BackgroundThe accurate measurement of plasma levels of antibiotics is crucial for the individualization of antimicrobial therapies based on PK/PD strategies. In this paper we describe a new rapid and simple LC–MS/MS platform for quantifying 14 antibiotics (amikacin, amoxicillin, ceftazidime, ciprofloxacin, colistin, daptomycin, gentamicin, linezolid, meropenem, piperacillin, teicoplanin, tigecycline, tobramycin and vancomycin) and a beta-lactamase inhibitor (tazobactam) starting from 50 μL plasma samples.
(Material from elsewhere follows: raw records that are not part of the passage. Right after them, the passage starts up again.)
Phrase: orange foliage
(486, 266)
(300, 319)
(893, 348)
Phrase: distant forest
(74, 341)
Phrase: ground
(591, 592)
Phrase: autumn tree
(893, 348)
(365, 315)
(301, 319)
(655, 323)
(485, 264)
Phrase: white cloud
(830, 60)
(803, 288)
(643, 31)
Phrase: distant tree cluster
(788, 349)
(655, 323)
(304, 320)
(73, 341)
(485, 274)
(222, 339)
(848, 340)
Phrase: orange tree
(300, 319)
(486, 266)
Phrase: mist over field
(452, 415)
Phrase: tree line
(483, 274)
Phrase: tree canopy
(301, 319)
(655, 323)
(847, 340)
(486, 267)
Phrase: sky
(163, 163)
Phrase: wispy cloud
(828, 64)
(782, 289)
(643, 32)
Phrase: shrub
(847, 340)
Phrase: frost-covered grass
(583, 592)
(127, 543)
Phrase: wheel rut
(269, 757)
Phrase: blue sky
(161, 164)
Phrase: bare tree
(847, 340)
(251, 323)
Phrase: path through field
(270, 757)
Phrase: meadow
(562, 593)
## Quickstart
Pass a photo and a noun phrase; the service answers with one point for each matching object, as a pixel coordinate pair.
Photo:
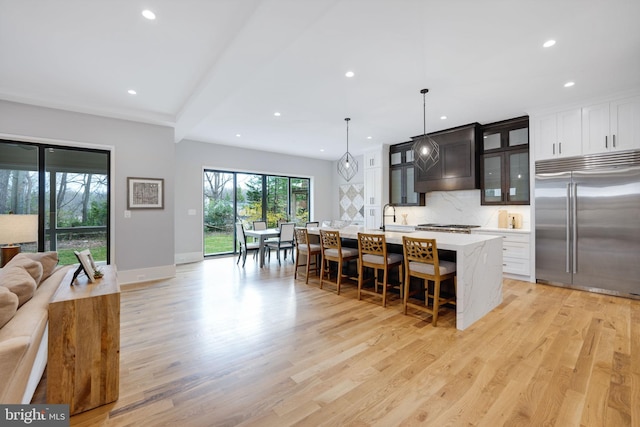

MethodsAnalyses were performed on a Thermo Scientific™ Ultimate™ 3000 LC system (Thermo Fisher Scientific, Milan, Italy) coupled to a Thermo Scientific™ TSQ Quantiva™ Triple Quadrupole mass spectrometer. After fast protein precipitation protocols and addition of deuterated internal standards, samples were subjected to a fast HPLC gradient separation and the 15 drugs were quantified using multiple reaction monitoring of specific transitions over a wide range of concentrations. The suitability of the assay for TDM was tested on plasma samples derived from pediatric patients under treatment with one or more antibiotics. ResultsThe overall turnaround time of the assay was 20 min. The assay was validated following EMA guidelines for bioanalytical method validation and showed excellent accuracy (ranging from 85.3 and 112.7) and reproducibility (ranging from 1.3 to 9.7) as well as the absence of matrix effects (<15 %) for all the drugs tested. The lower limits of quantifications were between 0.1 and 2 mg/L. the recovery rate exceeded 85 % for all the drug tested. Stability was evaluated in different conditions thus allowing the setting up of reliable operative procedures. ConclusionsThis work provides a LC–MS/MS platform validated for clinical use for a rapid quantification of a broad spectrum of drugs having different chemical characteristics in a small volume of plasma and is suitable for real-time TDM-guided personalization of antimicrobial treatment in critically ill patients.